Hello Adrian. They look dreadful, don't they? I've wondered a bit whether to give them a bit of nutrition or a trickle of water but I wouldn't want them to get too substantial for the wall (as you can see) is a bit tatty and fragile. It might not survive even a small increase in roots. Perhaps I could tug them out and pot them up?
Hello John. Dandelions grow out of quite a few walls round here. Until lockdown I was photographing one in particular with the intention of posting about its growth through the whole year. But that project bit the dust when I had to stay indoors all the time!
First Long Distance Sitting. How enormous things so tiny and simple loom, which wouldn't even have BEEN a thing Before!
We had our First Walk to See the Sea yesterday.
Is the fern in the garden wall (could be lightly watered) or the house wall (better not)?
Hello Diana. You are right. Even the definition of behaving in a friendly way is changed. For neighbours to shout at each other instead of coming up close, to stay consciously outside instead of having a good chin-wag either side of a kitchen or dining table would previously have been considered UN-friendly! But it was really enjoyable because of the context.
Going to the sea must have been wonderful. I expect we will be reading about it on your blog and I look forward to that.
There isn't really a garden here, just a small area where wheelie bins etc. can go - but where I can put seed trays! The wall with the fern is only a couple of feet high and divides it from the similar kind of arrangement my neighbour has. It's very dilapidated. I'm not sure I want to encourage plants in it in case it falls down.
Incidentally, I do have a few square feet of actual earth on the other side of the front door where I have sown some seeds. Mine is the only house in the street with any earth at all. That little bit of earth was one of the things which attracted me to the house - not that I've yet made much use of it.

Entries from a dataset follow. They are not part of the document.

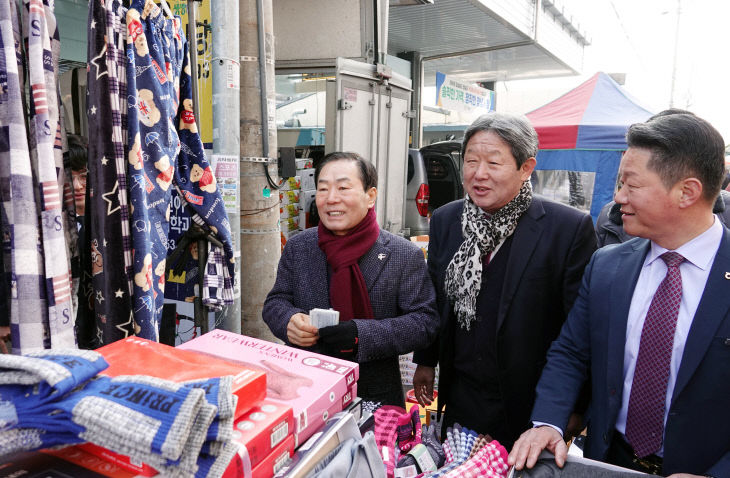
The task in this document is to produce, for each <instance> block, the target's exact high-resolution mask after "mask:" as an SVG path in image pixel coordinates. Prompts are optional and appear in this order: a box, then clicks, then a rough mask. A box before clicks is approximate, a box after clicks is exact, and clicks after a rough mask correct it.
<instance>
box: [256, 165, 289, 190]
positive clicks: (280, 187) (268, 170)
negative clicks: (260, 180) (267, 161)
mask: <svg viewBox="0 0 730 478" xmlns="http://www.w3.org/2000/svg"><path fill="white" fill-rule="evenodd" d="M261 164H263V165H264V172H265V173H266V181H267V182H268V183H269V186H271V189H276V190H279V189H281V184H282V183H283V182H284V181H283V180H282V182H281V183H279V184H276V183H275V182H274V179H273V178H272V177H271V174H269V163H261Z"/></svg>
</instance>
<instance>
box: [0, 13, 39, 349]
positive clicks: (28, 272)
mask: <svg viewBox="0 0 730 478" xmlns="http://www.w3.org/2000/svg"><path fill="white" fill-rule="evenodd" d="M17 13H18V11H17V9H16V8H15V1H14V0H0V202H1V203H2V209H1V213H2V233H3V236H2V239H3V254H4V261H3V262H4V265H5V276H4V279H5V284H6V288H7V290H8V292H9V298H10V299H9V306H10V315H9V317H10V328H11V337H12V349H13V353H16V354H18V353H23V352H30V351H35V350H40V349H43V348H45V347H46V346H48V345H49V344H48V340H47V339H48V337H49V330H48V309H47V302H46V295H45V294H46V292H45V283H44V280H43V279H44V277H43V276H44V268H43V267H44V266H43V255H42V253H41V250H40V248H39V247H38V244H39V242H40V231H39V228H38V216H39V213H38V207H37V205H36V200H35V196H36V189H35V186H34V181H33V172H32V169H31V163H30V155H29V151H28V141H27V136H28V135H27V131H26V127H25V120H24V117H23V116H24V113H23V112H24V108H23V100H22V93H21V92H22V91H23V84H22V81H23V74H22V71H23V69H22V62H21V58H22V57H21V52H20V41H21V38H20V24H19V22H18V15H17Z"/></svg>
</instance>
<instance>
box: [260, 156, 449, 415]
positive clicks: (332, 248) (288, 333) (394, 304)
mask: <svg viewBox="0 0 730 478" xmlns="http://www.w3.org/2000/svg"><path fill="white" fill-rule="evenodd" d="M315 182H316V184H317V195H316V198H315V200H316V203H317V209H318V211H319V216H320V220H321V222H320V223H319V226H317V227H316V228H314V227H313V228H309V229H307V230H305V231H303V232H301V233H300V234H297V235H296V236H294V237H292V238H290V239H289V241H287V243H286V247H285V248H284V252H283V253H282V255H281V260H280V261H279V269H278V272H277V274H276V283H275V284H274V287H273V289H271V292H269V295H268V296H267V297H266V301H265V302H264V308H263V311H262V315H263V319H264V321H265V322H266V324H267V325H268V326H269V328H270V329H271V331H272V332H273V333H274V335H276V336H277V337H278V338H279V339H281V340H284V341H285V342H286V343H288V344H292V345H295V346H299V347H311V349H312V350H314V351H316V352H320V353H324V354H327V355H331V356H335V357H340V358H344V359H347V360H352V361H356V362H358V363H359V364H360V379H359V380H358V390H357V392H358V396H360V397H362V398H363V399H365V400H369V401H373V402H380V403H382V404H383V405H386V404H387V405H399V406H401V407H402V406H404V402H405V400H404V398H403V385H402V383H401V376H400V367H399V363H398V356H399V355H401V354H406V353H409V352H412V351H413V350H415V349H417V348H422V347H426V346H428V344H430V343H431V342H432V341H433V340H434V339H435V337H436V333H437V330H438V323H439V322H438V315H437V313H436V308H435V306H436V303H435V294H434V291H433V285H432V284H431V281H430V280H429V278H428V273H427V271H426V264H425V263H424V260H423V252H421V249H419V248H418V247H417V246H416V245H415V244H413V243H412V242H410V241H407V240H405V239H403V238H402V237H398V236H396V235H394V234H391V233H389V232H388V231H385V230H382V229H380V227H379V226H378V223H377V221H376V219H375V209H374V206H375V199H376V197H377V189H376V187H375V186H376V185H377V183H378V175H377V172H376V170H375V167H374V166H373V165H372V163H370V162H369V161H366V160H365V159H364V158H362V157H361V156H359V155H358V154H355V153H340V152H335V153H330V154H328V155H327V156H325V158H324V159H323V160H322V161H321V162H320V163H319V164H318V166H317V168H316V172H315ZM330 307H331V308H333V309H335V310H337V311H339V312H340V323H339V324H338V325H333V326H328V327H322V328H318V327H316V326H315V325H313V324H312V321H311V318H310V316H309V312H310V310H311V309H315V308H319V309H327V308H330Z"/></svg>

I love the way you notice little things. What a nice cup of tea can do...
Lisbeth
I've been looking at plants that grow in cracks in the pavement lately and dandelion is one of the commonest colonisers hereabouts. If it can get its taproot down between the flagstones it has access to moisture trapped beneath, so it has stayed green what while the pavements have baked to desert-like heat for the last couple of weeks. A lot of the pavement-crack colonisers are members of the dandelion family, that arrive by parachute - e.g. groundsel and sowthistle
That is a sad looking harts tongue, but it shows how resilient they are, able to make do with a poor quality environment.
That cuppa sounds more civilised Lucy. You must be delighted that you can step out of the house again. I have a similar fern growing just under an exterior door and a couple growing out of a garden wall. They are such tenacious creatures.